Let $Z_n \in \mathcal{X}$ be a sequence of independent random variables where $\mathcal{X}$ is a topological vector space and let $\mu_n$ the probability measures associated with $Z_n$. Suppose that $Z_n$ that satisfies the conditions for the abstract Gärtner-Ellis Theorem.

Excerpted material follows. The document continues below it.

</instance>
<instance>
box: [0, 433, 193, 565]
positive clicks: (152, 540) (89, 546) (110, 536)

So the rate function $I(\cdot)$ associated with $Z_n$ is the Fenchel–Legendre transform of $M(\lambda) =\lim_{n \rightarrow \infty} \frac{1}{n} \log E[\exp \langle n\lambda, Z_n \rangle ]$.
Now consider a second random variable $Y_n$ that is a Markov chain ($Y_n$ is sampled from $Y_{n-1}$) and the probability measure associated with $Y_n$ is $\mu_n$.
My question is:
Is $I(\cdot)$ the rate function associated with $Y_n$?
If answer is yes to the above question, let me provide a counter-example of the equivalence of the rate function of $Z_n$ and $Y_n$.
Consider two random variables on $\{0,1\}$ let $g_n$ be 1 with probability $1/2$, else 0 let $h_1$ = $g_1$ and then for $n>1$, let $h_n=1-h_{n-1}$ with probability $(1/2)^n$ and else $h_n=h_{n-1}$.
Note that for all $n$, $h_n$ and $g_n$ have the same probability distribution, $Prob(g_n = 1) = 1/2$ (by definition). $$ Prob(h_n = 1) = Prob(h_{n-1}=1)\cdot(1/2)^n + Prob(h_{n-1}=0)\cdot(1-(1/2)^n) = (1/2) \cdot (1/2)^n+(1/2) \cdot (1-(1/2)^n) = (1/2)\cdot((1/2)^n + 1-(1/2)^n) = 1/2 $$ Hence $Prob(g_n=1) = Prob(h_n=1)$.
At the limit both random variables have the same distribution, but the convergence of the sequences is rather different. ($h_n$ converges, $g_n$ doesn't)
My other question is: Does this example invalidate the positive answer to first question?